Next up was the lively Sin Wai Kin. He has created a fictional world of his own with characters exploring commercialism, racism and sexuality. All shown with cardboard cut-outs, videos and music. Very disturbing to my sheltered upbringing, a complicated mesh of relationships vividly portrayed.
Lastly, but not least, Ingrid Pollard. Again of Caribbean heritage who has been photographing scenes since childhood. Her racial differences in our culture always fascinated her and her present exhibition reflects that. Photographs of ‘Black’ people within our British culture form one space. In the other is the moving ‘Bow Down and Very Low’ which centres around a young girl from a film screenshot combined with a kinetic installation of mechanical bowing. “We share some things in common and that’s the beginning of the conversation“.
So who won, well the judges decided upon Veronica Ryan. Their decision would have been influenced by her recent Windrush dedicated installation in Hackney, tropical fruits for all to enjoy. The prize is for the latest works of the artist not necessarily just the Tate exhibition.
A break was needed in the friendly café.
The nineteenth-century artist J.M.W. Turner( 1775 – 1851) was a figure who had been innovative and controversial in his own day. Today he is considered to be one of the greatest British artists. Turner, himself, had wanted to establish a prize for young artists, so it was fitting to name the prize after him. At the moment Tate Liverpool is also hosting an exhibition of some of his seascapes alongside an auditory interpretation by Lamin Tofana. Dark Waters. That’s where I was heading next.
There are two rooms showing Turner’s sketches and finished paintings accompanied by the music of Lamin.
Turner had a long-lasting fascination with the sea, the ships that sailed it and the dangers they encountered. He was influenced by notable sailing disasters of the time and also the links to the slave transportation prevalent in the C18/19th. Liverpool was of course a major seaport in those days.
Lamin Fofana, an electronic music producer and DJ, was born in Sierra Leone and lived in Guinea before moving to the United States in his early teens to escape the civil war. Lamin’s music reflects the diversity of his upbringing. Complex and otherworldly, his music reflects immigrants struggle to define their place in a new environment through creative expression.

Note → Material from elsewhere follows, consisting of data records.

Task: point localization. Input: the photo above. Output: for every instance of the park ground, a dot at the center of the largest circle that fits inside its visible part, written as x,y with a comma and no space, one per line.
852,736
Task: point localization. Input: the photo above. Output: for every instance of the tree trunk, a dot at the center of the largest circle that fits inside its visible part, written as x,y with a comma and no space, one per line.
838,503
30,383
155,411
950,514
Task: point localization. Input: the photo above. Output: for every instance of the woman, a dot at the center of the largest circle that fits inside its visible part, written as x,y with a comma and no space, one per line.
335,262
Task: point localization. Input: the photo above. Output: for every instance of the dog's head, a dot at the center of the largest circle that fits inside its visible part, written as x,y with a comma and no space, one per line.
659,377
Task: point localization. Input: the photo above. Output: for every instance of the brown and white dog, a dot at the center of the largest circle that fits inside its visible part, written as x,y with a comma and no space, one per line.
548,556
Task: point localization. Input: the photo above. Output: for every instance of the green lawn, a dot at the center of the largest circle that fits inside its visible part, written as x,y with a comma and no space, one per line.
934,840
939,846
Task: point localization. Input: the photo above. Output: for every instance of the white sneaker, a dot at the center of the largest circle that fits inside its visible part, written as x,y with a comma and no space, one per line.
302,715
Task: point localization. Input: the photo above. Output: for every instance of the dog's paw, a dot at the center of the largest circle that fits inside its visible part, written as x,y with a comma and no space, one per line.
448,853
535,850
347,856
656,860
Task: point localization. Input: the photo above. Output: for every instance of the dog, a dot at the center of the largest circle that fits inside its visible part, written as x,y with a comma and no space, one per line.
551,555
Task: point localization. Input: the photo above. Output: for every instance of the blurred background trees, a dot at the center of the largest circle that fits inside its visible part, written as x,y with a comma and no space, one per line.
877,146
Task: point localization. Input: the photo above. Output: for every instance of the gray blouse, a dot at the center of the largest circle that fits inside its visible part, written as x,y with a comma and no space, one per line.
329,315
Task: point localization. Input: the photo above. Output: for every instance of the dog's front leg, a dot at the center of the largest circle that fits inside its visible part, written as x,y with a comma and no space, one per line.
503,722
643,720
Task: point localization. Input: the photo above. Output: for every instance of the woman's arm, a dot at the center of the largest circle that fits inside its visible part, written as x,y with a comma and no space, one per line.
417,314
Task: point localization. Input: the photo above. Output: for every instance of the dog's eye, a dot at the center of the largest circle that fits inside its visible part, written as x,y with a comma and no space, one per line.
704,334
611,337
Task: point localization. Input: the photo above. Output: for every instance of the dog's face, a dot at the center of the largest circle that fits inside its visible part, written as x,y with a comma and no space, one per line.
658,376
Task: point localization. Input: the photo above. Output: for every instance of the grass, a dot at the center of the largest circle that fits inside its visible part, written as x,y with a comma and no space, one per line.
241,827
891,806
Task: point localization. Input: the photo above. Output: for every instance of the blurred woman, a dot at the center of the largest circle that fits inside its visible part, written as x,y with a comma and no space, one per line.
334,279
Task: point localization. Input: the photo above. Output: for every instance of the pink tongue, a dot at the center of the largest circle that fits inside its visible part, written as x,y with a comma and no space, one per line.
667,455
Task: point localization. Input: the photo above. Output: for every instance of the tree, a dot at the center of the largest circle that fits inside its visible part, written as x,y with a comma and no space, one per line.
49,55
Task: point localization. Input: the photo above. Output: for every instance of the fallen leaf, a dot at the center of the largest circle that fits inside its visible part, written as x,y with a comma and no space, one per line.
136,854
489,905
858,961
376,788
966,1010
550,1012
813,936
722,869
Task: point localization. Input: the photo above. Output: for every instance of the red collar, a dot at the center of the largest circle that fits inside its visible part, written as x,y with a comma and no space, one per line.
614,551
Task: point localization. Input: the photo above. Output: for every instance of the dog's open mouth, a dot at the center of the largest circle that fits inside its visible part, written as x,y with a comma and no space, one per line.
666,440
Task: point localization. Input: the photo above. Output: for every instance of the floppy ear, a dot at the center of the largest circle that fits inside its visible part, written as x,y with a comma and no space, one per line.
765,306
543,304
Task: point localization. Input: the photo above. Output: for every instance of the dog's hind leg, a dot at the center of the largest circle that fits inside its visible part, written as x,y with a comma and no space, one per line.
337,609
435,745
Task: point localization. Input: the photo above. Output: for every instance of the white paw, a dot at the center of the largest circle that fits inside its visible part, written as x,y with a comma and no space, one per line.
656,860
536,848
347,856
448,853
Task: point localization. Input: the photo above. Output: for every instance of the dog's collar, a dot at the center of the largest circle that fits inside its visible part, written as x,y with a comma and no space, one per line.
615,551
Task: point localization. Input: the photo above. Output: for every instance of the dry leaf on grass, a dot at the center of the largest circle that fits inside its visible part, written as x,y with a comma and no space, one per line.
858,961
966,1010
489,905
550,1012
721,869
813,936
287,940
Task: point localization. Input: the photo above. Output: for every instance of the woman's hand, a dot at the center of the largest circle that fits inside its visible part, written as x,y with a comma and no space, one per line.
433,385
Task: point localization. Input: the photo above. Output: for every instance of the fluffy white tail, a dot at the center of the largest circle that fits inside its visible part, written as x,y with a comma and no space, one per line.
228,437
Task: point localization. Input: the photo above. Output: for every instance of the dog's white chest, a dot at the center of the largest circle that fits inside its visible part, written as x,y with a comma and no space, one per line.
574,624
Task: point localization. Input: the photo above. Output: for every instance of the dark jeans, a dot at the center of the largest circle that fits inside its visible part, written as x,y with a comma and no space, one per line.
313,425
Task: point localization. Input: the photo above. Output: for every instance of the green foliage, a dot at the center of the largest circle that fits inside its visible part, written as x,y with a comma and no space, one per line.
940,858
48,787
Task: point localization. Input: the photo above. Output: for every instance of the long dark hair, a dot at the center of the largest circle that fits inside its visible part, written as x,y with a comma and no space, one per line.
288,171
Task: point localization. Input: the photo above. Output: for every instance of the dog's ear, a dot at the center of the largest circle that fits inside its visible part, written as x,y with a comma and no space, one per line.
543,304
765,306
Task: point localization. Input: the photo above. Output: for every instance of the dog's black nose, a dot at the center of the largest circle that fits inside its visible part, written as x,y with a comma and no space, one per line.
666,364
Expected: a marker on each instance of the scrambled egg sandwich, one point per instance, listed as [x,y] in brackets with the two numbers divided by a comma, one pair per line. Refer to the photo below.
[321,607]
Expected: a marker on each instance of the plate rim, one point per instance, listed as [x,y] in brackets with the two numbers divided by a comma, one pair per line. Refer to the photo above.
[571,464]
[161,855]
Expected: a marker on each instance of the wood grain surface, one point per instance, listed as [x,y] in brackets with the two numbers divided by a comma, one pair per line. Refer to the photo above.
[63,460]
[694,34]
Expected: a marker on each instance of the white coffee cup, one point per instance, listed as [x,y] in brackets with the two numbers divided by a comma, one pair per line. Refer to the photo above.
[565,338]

On display are some of Turner’s sketch books, he never travelled without one. The sketches are exquisite – a few lines depicting the power of the oceans. There are more of his finished sketches framed on the walls, all capturing the moods of the water. And then there were about a dozen of his most famous oils. Time to stand and stare, and marvel at his artistry capturing light and movement. All the while in the background were Lamin’s hauntingly evocative sounds.
Gazing out of the window was a scene worthy of a Turner sketch, the River Mersey being whipped up in the strong winds. All enhanced by Lamin’s music.
There was much more to view at the Tate, but my two main objectives had been fulfilled, and they had both exceeded my expectations. Time to hit the motorway before the traffic builds.